Because, since the MAC title in 2017, the Rockets — for all of their top-ranked recruiting classes and NFL draft picks — have made a habit of doing a little less than expected, never a little more.

A victory would represent a little more, a loss more of the same.

If it’s the latter, you might still argue Toledo is so, so close. You might note the mountain of injuries this season — especially to star quarterback Dequan Finn — and remind us that, if you changed a single play in the final minute of half the games, the Rockets could be 11-1 (or 5-7). You might even point to their improved discipline as proof the program is capable of reflection and growth. (UT was the most penalized team in the nation last season. This year, it was the fourth-least penalized team in the MAC.)

All of that is valid.

But you can explain away any season.

In the end, a coach and his program are as their record states.

Here are but a few broader numbers and trends of concern:

■ Toledo has more losses in its past 36 MAC games (15) than it had in the 66 league games (14) that preceded them.

■ Candle is 9-13 against teams that finished with a winning conference record, with Toledo’s win over Eastern Michigan this season marking its first such victory in three years. Since that previous win in November, 2019 — when UT beat Kent State, 35-33 — the Rockets are 3-12 in one-score games.

■ Toledo is tied with Western Michigan for the sixth-best record in MAC play since 2019. Both programs are 17-13, and one of them is now looking for a new coach.

Indeed, on that last note, it may or may not prove instructive that Western Michigan just fired coach Tim Lester after six seasons, evoking shades of the last time a popular alum with a winning career record got nudged aside in the MAC. (That was at Toledo, when Al Bohl stunningly dismissed Dan Simrell after the Rockets went 6-5 overall and 6-2 in the league in 1989. He then hired Nick Saban and Gary Pinkel.)

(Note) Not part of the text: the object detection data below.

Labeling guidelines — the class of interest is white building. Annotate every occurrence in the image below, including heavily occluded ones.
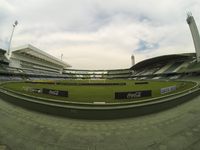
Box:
[9,44,71,74]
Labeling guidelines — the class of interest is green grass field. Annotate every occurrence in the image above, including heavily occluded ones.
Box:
[1,80,194,103]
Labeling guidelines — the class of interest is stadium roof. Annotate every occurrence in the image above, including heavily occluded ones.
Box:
[12,44,71,68]
[131,53,195,69]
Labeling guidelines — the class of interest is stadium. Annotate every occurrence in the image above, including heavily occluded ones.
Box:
[0,15,200,150]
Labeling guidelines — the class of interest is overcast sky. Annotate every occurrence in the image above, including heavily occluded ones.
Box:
[0,0,200,69]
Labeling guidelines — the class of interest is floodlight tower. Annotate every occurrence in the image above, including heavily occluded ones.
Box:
[7,20,18,57]
[186,12,200,62]
[131,55,135,66]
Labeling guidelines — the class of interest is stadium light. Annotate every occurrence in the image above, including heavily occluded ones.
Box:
[7,20,18,56]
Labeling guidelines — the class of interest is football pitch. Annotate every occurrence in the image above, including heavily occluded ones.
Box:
[1,80,195,103]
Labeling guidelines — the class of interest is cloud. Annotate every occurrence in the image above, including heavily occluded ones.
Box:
[0,0,200,69]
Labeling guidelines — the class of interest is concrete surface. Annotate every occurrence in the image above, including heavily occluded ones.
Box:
[0,92,200,150]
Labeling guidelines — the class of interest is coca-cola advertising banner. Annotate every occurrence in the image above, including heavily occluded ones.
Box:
[115,90,152,99]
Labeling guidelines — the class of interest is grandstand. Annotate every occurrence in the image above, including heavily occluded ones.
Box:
[0,45,200,80]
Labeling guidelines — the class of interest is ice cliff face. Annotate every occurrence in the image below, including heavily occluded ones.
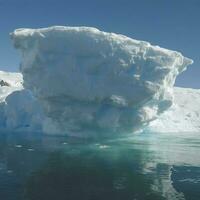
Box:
[11,27,192,135]
[0,71,44,131]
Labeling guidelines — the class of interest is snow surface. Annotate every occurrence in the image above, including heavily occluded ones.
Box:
[11,26,192,135]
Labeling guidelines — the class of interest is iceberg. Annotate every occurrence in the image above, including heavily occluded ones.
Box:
[11,26,192,136]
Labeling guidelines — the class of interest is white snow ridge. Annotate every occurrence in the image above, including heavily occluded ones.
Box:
[11,26,192,135]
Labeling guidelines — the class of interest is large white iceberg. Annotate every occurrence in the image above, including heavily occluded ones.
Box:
[11,26,192,135]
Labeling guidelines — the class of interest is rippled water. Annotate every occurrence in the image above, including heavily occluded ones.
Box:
[0,133,200,200]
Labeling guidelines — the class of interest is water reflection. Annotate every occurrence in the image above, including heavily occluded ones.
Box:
[0,133,200,200]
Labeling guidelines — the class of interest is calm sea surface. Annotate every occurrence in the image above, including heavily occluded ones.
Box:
[0,133,200,200]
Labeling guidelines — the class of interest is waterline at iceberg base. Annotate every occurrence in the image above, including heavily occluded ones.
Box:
[1,26,195,136]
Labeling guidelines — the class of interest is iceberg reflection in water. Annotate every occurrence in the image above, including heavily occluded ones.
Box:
[0,133,200,200]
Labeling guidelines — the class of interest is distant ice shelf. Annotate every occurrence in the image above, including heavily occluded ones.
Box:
[0,26,197,136]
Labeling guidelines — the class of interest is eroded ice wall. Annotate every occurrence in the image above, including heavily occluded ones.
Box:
[11,26,192,135]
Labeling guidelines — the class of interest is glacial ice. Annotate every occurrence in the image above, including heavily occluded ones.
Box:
[11,26,192,135]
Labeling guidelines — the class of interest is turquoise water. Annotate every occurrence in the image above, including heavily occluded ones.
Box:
[0,133,200,200]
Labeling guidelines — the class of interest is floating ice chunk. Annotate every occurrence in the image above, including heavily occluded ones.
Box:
[11,26,192,135]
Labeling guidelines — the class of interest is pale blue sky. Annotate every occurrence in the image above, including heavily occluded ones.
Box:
[0,0,200,88]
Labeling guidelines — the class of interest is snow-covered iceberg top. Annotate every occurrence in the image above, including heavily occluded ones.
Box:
[11,26,192,135]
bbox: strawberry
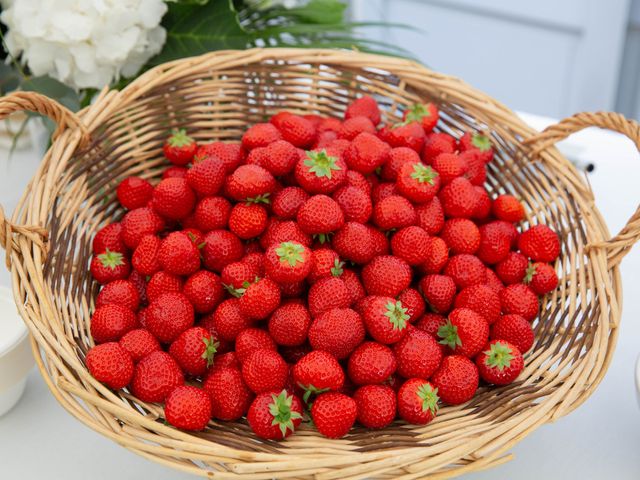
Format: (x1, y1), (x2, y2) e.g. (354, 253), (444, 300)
(373, 195), (417, 230)
(90, 303), (138, 343)
(182, 270), (224, 313)
(297, 195), (344, 242)
(353, 385), (396, 428)
(146, 293), (194, 343)
(202, 368), (253, 421)
(96, 280), (140, 312)
(225, 165), (276, 203)
(500, 283), (540, 322)
(293, 350), (344, 403)
(295, 149), (347, 194)
(344, 131), (391, 175)
(438, 308), (489, 358)
(311, 392), (358, 438)
(309, 308), (365, 360)
(162, 129), (198, 166)
(444, 253), (487, 288)
(131, 351), (184, 403)
(348, 342), (397, 385)
(271, 187), (309, 220)
(200, 230), (244, 272)
(441, 218), (480, 254)
(431, 355), (480, 405)
(489, 314), (535, 353)
(194, 197), (231, 232)
(454, 285), (500, 325)
(118, 328), (161, 362)
(85, 342), (133, 390)
(152, 178), (196, 220)
(92, 222), (127, 255)
(116, 177), (153, 210)
(420, 274), (456, 313)
(496, 252), (529, 285)
(518, 225), (560, 263)
(476, 340), (524, 385)
(242, 123), (282, 150)
(344, 95), (380, 125)
(247, 390), (302, 440)
(264, 242), (312, 283)
(267, 302), (311, 346)
(158, 232), (200, 275)
(90, 249), (131, 284)
(362, 255), (411, 297)
(398, 378), (440, 425)
(164, 385), (211, 431)
(528, 262), (558, 295)
(362, 296), (409, 345)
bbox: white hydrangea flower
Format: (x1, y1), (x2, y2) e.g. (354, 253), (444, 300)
(0, 0), (167, 89)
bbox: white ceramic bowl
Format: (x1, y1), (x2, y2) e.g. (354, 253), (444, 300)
(0, 287), (34, 416)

While the parallels between Lester and Candle aren’t exact — Lester is 37-32 overall and never won the MAC West — here’s what new Western Michigan athletic director Dan Bartholomae said in his news conference Monday: “We all need to strive for a culture where we only settle for the best; where mediocrity is not acceptable.”

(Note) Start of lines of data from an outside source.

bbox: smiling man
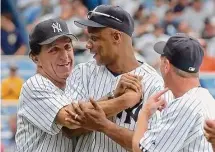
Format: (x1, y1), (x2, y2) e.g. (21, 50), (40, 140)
(16, 19), (80, 152)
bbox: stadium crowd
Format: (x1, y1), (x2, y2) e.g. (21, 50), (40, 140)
(1, 0), (215, 151)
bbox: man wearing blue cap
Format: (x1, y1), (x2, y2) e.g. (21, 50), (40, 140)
(133, 34), (215, 152)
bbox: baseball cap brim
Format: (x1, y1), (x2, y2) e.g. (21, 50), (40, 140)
(154, 41), (166, 55)
(74, 20), (106, 28)
(39, 34), (78, 45)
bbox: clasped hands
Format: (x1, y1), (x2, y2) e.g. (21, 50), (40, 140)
(65, 74), (143, 131)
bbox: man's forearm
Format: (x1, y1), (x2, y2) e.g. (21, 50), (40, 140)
(132, 110), (149, 152)
(62, 127), (91, 138)
(101, 120), (134, 151)
(86, 94), (129, 118)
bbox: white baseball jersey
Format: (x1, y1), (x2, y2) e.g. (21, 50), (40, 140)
(140, 87), (215, 152)
(16, 74), (75, 152)
(66, 61), (172, 152)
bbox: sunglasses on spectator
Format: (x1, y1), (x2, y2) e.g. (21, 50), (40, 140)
(87, 11), (122, 23)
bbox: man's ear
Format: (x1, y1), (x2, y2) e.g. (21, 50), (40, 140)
(112, 31), (122, 44)
(164, 59), (170, 73)
(32, 55), (41, 66)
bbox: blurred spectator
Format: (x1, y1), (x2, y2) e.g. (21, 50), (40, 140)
(182, 0), (208, 35)
(173, 0), (189, 15)
(1, 13), (27, 55)
(199, 39), (215, 72)
(202, 18), (215, 39)
(1, 65), (24, 100)
(5, 115), (16, 152)
(177, 21), (198, 37)
(162, 10), (179, 36)
(0, 143), (5, 152)
(135, 24), (169, 69)
(152, 0), (168, 20)
(61, 0), (88, 37)
(41, 0), (53, 16)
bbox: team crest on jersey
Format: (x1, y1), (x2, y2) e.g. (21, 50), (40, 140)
(52, 22), (62, 33)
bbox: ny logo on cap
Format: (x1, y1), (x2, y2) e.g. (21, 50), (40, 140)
(188, 67), (195, 71)
(52, 22), (62, 33)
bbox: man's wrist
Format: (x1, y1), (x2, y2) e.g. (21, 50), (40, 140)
(107, 90), (116, 100)
(140, 108), (151, 119)
(99, 119), (113, 133)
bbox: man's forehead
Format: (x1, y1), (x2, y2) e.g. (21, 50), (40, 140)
(50, 36), (72, 45)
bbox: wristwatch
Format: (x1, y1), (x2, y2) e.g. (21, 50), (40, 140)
(107, 90), (115, 100)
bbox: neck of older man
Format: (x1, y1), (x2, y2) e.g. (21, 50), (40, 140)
(107, 37), (140, 74)
(167, 76), (200, 98)
(37, 68), (66, 90)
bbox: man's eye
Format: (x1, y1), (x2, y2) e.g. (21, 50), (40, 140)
(91, 36), (97, 41)
(49, 47), (58, 53)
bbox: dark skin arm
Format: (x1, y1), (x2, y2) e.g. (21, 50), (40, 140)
(204, 120), (215, 152)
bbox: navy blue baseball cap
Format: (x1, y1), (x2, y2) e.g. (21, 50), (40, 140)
(29, 18), (78, 45)
(154, 33), (204, 73)
(74, 5), (134, 37)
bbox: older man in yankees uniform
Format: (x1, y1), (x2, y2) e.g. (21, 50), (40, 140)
(16, 19), (141, 152)
(16, 19), (79, 152)
(133, 34), (215, 152)
(63, 5), (173, 152)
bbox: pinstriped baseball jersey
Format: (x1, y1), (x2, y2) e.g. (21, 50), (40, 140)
(67, 61), (172, 152)
(16, 74), (75, 152)
(140, 87), (215, 152)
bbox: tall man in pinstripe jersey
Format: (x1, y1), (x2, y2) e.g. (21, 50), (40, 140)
(133, 34), (215, 152)
(63, 5), (173, 152)
(204, 120), (215, 152)
(16, 19), (141, 152)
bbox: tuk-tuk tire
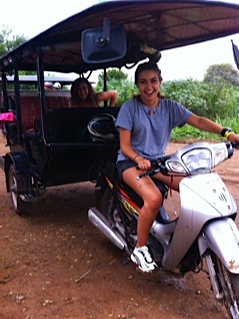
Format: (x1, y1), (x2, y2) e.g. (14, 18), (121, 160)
(8, 164), (25, 215)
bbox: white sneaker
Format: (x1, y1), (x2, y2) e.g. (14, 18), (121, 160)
(130, 246), (158, 273)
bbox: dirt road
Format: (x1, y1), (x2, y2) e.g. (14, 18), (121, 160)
(0, 136), (239, 319)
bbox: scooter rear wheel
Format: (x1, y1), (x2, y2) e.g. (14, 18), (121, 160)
(214, 256), (239, 319)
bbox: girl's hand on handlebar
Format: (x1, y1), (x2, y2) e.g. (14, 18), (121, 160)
(228, 133), (239, 150)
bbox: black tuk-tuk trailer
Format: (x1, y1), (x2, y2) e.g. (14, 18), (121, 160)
(0, 0), (239, 213)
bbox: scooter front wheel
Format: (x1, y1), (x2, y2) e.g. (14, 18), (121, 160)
(214, 256), (239, 319)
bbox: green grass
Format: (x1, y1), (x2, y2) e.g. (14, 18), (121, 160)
(171, 115), (239, 143)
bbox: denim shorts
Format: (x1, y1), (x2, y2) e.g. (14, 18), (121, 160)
(117, 160), (168, 196)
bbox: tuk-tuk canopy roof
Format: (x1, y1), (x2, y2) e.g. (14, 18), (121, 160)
(0, 0), (239, 74)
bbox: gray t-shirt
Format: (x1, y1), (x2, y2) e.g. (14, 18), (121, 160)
(115, 98), (192, 161)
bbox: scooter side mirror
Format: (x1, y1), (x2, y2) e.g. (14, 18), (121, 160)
(81, 18), (127, 63)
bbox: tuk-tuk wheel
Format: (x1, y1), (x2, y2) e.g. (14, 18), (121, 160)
(8, 164), (24, 215)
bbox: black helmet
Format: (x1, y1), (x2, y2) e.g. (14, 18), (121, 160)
(87, 113), (119, 142)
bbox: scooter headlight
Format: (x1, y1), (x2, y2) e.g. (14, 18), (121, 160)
(182, 148), (212, 174)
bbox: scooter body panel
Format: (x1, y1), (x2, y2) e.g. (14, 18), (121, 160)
(198, 218), (239, 274)
(162, 173), (237, 270)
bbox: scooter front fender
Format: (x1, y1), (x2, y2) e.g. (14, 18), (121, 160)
(198, 218), (239, 274)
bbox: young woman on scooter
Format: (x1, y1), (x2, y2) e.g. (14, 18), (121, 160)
(116, 62), (239, 273)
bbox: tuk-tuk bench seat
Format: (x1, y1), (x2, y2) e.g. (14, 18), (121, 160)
(47, 107), (119, 143)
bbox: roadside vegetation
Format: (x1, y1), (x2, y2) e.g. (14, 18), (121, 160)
(0, 25), (239, 142)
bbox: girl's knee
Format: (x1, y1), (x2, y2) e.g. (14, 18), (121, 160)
(144, 192), (163, 210)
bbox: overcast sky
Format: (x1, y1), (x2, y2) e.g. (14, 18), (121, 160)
(0, 0), (239, 80)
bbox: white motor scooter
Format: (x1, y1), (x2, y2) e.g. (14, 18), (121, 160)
(88, 142), (239, 319)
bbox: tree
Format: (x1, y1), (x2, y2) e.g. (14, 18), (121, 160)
(0, 25), (27, 57)
(203, 63), (239, 86)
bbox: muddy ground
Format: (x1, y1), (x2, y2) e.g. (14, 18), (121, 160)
(0, 137), (239, 319)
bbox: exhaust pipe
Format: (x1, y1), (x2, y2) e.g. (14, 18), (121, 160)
(88, 207), (127, 250)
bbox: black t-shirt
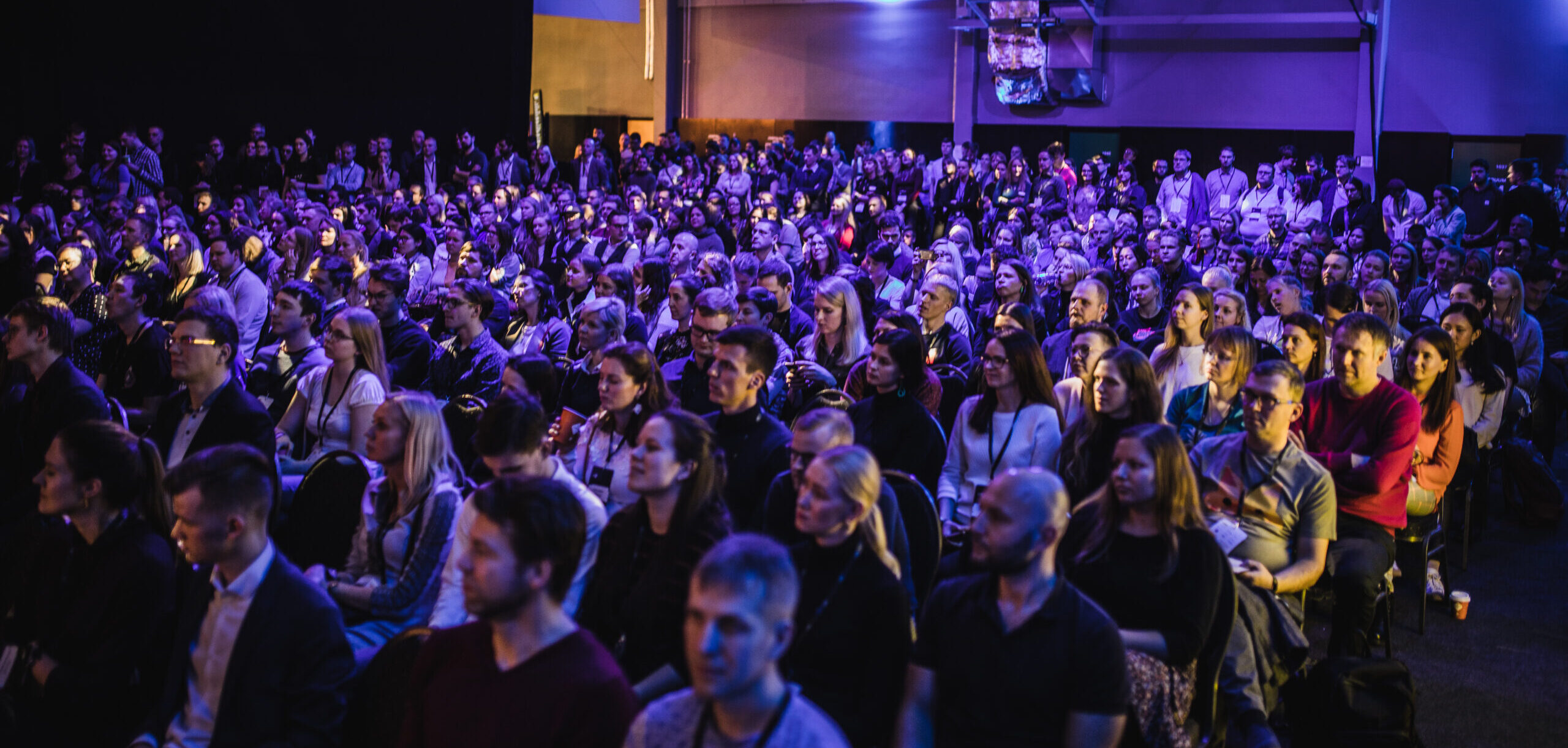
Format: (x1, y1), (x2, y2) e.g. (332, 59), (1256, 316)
(913, 574), (1131, 748)
(104, 320), (174, 408)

He added to the Detroit News: “I didn’t have a ton of confidence in the plan moving forward.”

Will Blair have confidence in Candle’s plan?

Will an AD who similarly has talked about raising the standard believe that he and Candle can work together to push Toledo over the top?

I don’t know the answer, and I’m not sure Blair does, either.

The only certainty is that a win Saturday will make his decision a hell of a lot easier.